GenerateSentencePair 是一个预定义的任务,给定一个锚定句子,生成一个与锚定句子相关的正面句子,以及可选的一个与锚定句子无关或与之相似的负面句子。可选地,您可以提供上下文来引导 LLM 走向更具体的行为。此任务对于生成训练数据集以训练嵌入模型非常有用。

属性

  • triplet:一个标志,指示任务是否应生成三元组句子(锚定句子、正面句子、负面句子)。默认为 False

  • action:执行的操作,用于生成正面句子。

  • context:用于生成的上下文。有助于引导 LLM 走向更具体的上下文。默认不使用。

  • hard_negative:一个标志,指示负面句子是否应该是 hard-negative。

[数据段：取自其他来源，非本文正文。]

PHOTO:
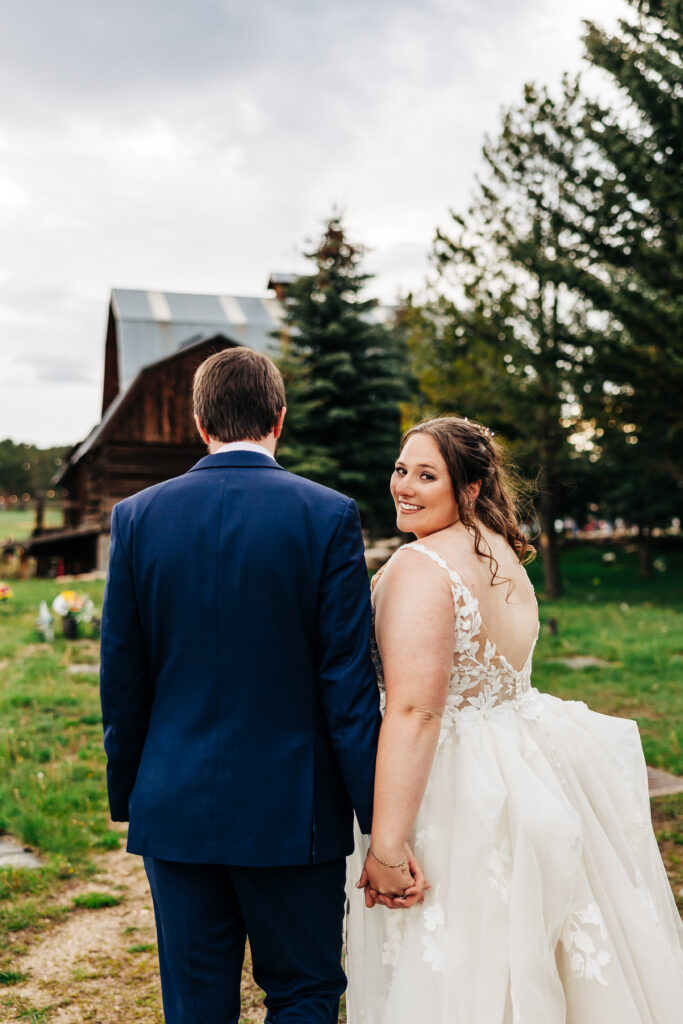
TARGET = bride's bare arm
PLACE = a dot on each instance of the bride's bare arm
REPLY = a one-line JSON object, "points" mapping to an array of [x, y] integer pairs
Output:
{"points": [[415, 635]]}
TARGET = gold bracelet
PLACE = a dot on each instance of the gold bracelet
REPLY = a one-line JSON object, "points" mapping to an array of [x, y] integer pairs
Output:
{"points": [[401, 865]]}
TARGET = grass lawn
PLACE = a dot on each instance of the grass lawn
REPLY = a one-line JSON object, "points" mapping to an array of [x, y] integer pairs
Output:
{"points": [[52, 791], [609, 613], [52, 794], [17, 523]]}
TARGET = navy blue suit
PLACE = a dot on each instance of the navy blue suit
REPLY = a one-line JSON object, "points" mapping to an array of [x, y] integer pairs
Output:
{"points": [[241, 717]]}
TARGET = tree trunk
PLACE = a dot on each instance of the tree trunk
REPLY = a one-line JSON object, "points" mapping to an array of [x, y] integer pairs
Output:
{"points": [[645, 553], [551, 566]]}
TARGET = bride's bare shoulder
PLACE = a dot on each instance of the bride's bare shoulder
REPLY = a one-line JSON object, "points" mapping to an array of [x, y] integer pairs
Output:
{"points": [[407, 574]]}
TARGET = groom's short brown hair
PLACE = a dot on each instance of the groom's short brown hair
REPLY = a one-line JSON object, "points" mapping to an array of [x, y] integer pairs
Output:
{"points": [[238, 394]]}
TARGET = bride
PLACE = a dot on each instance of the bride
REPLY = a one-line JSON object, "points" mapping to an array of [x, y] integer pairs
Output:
{"points": [[548, 901]]}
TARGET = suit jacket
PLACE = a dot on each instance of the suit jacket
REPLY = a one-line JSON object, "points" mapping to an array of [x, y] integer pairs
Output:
{"points": [[240, 704]]}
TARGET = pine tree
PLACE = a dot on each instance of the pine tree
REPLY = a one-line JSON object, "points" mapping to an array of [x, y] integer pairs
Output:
{"points": [[345, 376], [623, 223], [518, 342]]}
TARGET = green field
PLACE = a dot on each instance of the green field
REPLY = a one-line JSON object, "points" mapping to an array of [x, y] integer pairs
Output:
{"points": [[52, 791], [17, 524]]}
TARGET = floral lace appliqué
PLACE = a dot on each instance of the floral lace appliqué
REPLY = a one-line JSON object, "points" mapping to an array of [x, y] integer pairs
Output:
{"points": [[499, 862], [586, 958], [481, 678]]}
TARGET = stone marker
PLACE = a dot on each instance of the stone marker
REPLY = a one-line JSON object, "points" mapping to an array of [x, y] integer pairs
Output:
{"points": [[12, 854]]}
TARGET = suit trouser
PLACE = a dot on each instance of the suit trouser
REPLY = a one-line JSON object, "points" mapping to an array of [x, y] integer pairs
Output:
{"points": [[293, 918]]}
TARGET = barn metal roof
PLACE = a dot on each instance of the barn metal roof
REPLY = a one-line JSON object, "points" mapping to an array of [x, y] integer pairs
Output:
{"points": [[152, 326]]}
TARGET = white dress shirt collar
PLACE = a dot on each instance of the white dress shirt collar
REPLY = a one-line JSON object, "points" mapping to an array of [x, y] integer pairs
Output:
{"points": [[245, 446]]}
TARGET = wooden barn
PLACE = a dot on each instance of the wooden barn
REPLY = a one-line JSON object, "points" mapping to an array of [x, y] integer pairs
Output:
{"points": [[155, 341]]}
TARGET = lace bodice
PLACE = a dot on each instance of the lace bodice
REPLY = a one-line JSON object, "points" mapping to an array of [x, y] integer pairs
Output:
{"points": [[481, 677]]}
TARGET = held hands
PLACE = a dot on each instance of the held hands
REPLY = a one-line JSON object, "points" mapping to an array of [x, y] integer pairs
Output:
{"points": [[394, 887]]}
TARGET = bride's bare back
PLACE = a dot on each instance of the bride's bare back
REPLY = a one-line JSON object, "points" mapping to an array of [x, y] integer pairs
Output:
{"points": [[507, 605]]}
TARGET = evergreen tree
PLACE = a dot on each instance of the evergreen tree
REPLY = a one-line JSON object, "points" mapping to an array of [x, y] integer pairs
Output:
{"points": [[513, 345], [623, 225], [345, 376]]}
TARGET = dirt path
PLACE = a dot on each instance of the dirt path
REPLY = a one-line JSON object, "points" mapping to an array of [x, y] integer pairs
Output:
{"points": [[99, 966]]}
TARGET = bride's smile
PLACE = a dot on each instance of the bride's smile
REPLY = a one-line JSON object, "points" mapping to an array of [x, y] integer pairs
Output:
{"points": [[421, 488]]}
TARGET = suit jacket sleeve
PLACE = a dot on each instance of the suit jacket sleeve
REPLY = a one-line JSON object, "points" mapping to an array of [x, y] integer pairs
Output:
{"points": [[348, 681], [124, 682]]}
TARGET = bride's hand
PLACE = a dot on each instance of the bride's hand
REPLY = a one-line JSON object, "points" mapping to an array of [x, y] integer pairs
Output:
{"points": [[393, 887]]}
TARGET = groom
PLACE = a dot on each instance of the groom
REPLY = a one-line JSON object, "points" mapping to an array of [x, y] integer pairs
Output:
{"points": [[240, 708]]}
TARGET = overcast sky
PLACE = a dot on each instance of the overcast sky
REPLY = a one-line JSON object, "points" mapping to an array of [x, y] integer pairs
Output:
{"points": [[198, 145]]}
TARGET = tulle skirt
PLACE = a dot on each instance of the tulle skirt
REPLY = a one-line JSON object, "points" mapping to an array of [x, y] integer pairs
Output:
{"points": [[550, 903]]}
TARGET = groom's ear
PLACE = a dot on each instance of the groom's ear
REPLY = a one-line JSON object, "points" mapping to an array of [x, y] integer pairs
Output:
{"points": [[278, 429], [203, 434]]}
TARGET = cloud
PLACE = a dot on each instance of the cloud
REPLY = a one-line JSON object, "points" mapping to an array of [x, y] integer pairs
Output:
{"points": [[197, 146]]}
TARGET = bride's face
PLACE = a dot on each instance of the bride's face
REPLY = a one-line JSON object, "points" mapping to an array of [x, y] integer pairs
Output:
{"points": [[421, 488]]}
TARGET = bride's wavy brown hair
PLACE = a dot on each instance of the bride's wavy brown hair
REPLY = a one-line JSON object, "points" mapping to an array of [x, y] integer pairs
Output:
{"points": [[471, 454]]}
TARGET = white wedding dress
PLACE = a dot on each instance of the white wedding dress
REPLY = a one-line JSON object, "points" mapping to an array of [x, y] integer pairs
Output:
{"points": [[550, 902]]}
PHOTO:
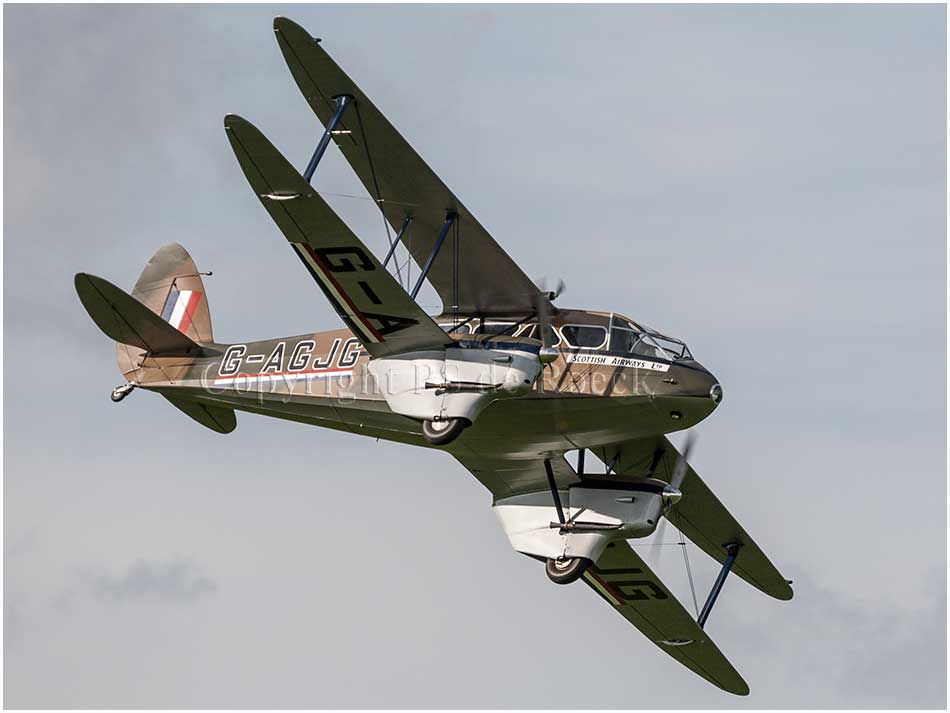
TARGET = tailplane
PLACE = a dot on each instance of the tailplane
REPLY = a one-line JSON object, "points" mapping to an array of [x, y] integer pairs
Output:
{"points": [[166, 315]]}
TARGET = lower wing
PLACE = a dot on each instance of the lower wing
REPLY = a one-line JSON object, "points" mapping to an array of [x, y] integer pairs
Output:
{"points": [[625, 582]]}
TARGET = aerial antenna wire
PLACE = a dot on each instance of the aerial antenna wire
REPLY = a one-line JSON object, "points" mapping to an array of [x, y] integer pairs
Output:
{"points": [[689, 572]]}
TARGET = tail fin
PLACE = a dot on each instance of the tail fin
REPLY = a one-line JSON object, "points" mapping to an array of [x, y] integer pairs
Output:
{"points": [[167, 312], [170, 286]]}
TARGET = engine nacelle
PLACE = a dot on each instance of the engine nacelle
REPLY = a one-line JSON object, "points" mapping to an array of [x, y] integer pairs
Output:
{"points": [[458, 382], [596, 515]]}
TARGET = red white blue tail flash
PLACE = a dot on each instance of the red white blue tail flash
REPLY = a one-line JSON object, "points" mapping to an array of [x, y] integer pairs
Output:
{"points": [[180, 308]]}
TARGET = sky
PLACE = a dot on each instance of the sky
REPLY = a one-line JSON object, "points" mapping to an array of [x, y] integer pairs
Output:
{"points": [[766, 182]]}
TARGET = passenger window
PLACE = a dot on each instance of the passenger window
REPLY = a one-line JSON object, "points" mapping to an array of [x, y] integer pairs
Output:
{"points": [[584, 336], [461, 329]]}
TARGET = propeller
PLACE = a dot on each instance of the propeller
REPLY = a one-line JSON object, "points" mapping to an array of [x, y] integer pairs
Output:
{"points": [[542, 306]]}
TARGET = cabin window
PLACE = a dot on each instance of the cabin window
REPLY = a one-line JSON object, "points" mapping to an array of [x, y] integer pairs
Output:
{"points": [[584, 336], [460, 329]]}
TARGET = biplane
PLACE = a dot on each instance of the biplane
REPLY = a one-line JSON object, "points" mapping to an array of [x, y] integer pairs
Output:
{"points": [[501, 379]]}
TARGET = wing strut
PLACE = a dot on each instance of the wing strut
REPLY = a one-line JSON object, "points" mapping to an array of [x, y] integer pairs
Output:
{"points": [[733, 552], [342, 102], [554, 493], [449, 220], [402, 232]]}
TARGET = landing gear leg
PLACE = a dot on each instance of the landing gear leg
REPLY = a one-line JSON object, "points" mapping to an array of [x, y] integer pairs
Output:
{"points": [[120, 392]]}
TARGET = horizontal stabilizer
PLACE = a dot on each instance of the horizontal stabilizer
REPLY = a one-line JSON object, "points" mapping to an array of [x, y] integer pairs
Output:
{"points": [[126, 320], [217, 418], [623, 579]]}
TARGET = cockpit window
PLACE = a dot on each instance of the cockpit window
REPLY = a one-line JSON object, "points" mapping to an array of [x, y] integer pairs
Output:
{"points": [[584, 336], [494, 328], [647, 344]]}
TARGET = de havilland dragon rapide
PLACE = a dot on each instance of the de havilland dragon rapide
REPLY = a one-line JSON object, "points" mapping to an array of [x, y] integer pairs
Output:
{"points": [[502, 380]]}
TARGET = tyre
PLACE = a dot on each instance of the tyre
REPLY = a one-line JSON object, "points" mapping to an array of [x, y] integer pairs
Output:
{"points": [[567, 570], [439, 433]]}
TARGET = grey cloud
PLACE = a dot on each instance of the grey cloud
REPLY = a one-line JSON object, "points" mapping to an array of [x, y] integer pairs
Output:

Hard-negative 使模型难以与正面句子区分,具有更高的语义相似度。

输入和输出列

graph TD
    subgraph Dataset
        subgraph Columns
            ICOL0[anchor]
        end
        subgraph New columns
            OCOL0[positive]
            OCOL1[negative]
            OCOL2[model_name]
        end
    end

    subgraph GenerateSentencePair
        StepInput[Input Columns: anchor]
        StepOutput[Output Columns: positive, negative, model_name]
    end

    ICOL0 --> StepInput
    StepOutput --> OCOL0
    StepOutput --> OCOL1
    StepOutput --> OCOL2
    StepInput --> StepOutput

输入

  • anchor (str):用于生成正面和负面句子的锚定句子。

输出

  • positive (str):与 anchor 相关的正面句子。

  • negative (str):与 anchor 无关的负面句子(如果 triplet=True),或者与正面句子更相似,以增加模型区分的难度(如果 hard_negative=True)。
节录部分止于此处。